Now, all I see is a reminder of a time when I was an insecure young woman who didn’t have a clue about life. I’m not that person any more so why should I wear such a personal reminder?
I’m also not thrilled with the subtle changes from ever-so-slightly sagging tissue and tiny wrinkles. Funny little age spots here and there are altering the various colors. It could be a real mess in another ten years! I’m just not wild about seeing any tattoo on an aging body because of the inevitable distortion that occurs.
I’ve met a number of other people my age who feel as I do. It’s pretty simple; I haven’t had the same hair style for the last thirty plus years. This tattoo is just not my style anymore.
Do you think I should just live out my days with a decision I made when I was young and foolish?
Done with Tattoo
In the last thirty years, tattoos have become common in mainstream America and throughout the world. In the United States, the Food and Drug Administration estimates that as many as 45 million Americans have tattoos.
For the vast majority of people sporting ink, their tattoos carry significant meaning.
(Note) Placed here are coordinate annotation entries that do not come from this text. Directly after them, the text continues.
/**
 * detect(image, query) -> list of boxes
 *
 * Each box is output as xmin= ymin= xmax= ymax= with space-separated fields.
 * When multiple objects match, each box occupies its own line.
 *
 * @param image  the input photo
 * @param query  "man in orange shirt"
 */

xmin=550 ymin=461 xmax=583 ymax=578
They reported that their tattoos made them feel more: sexy (30 %); rebellious (25%); both attractive and strong (21%); and spiritual (16% ). Fewer say tattoos make them feel more healthy (9%), intelligent (8%) or athletic (5%).
Yet, of those responding to the poll, 17% reported regretting their tattoos. I wonder if this number will ultimately change because this poll also noted that 52% of people with tattoos fall between the ages of 18 and 29. Just as you have expressed so well, people continue to change long after their twenties.
For those who love their tattoos at every age, I say enjoy. But it sounds as though your’s has become a negative. Should you “live out your days” with a decision that you consider “young and foolish”? It sounds like your “butterfly” has served you well and now, it’s time to move on.
Your first step in this decision should really be to make an appointment with a dermatologist, specifically one who specializes in tattoo removal. Do your research and find a reputable professional. He/she is the best one to explain to you the many different approaches to tattoo removal. Variables to be considered are: the age of your tattoo, size, location, skin type, number of removal treatments, costs, pain, and the anticipated outcome.
Finally, please educate yourself fully regarding the over-the-counter tattoo fading creams. The Food and Drug Administration recommends that consumers stay away from these product, as they result in limited success and may cause skin irritation.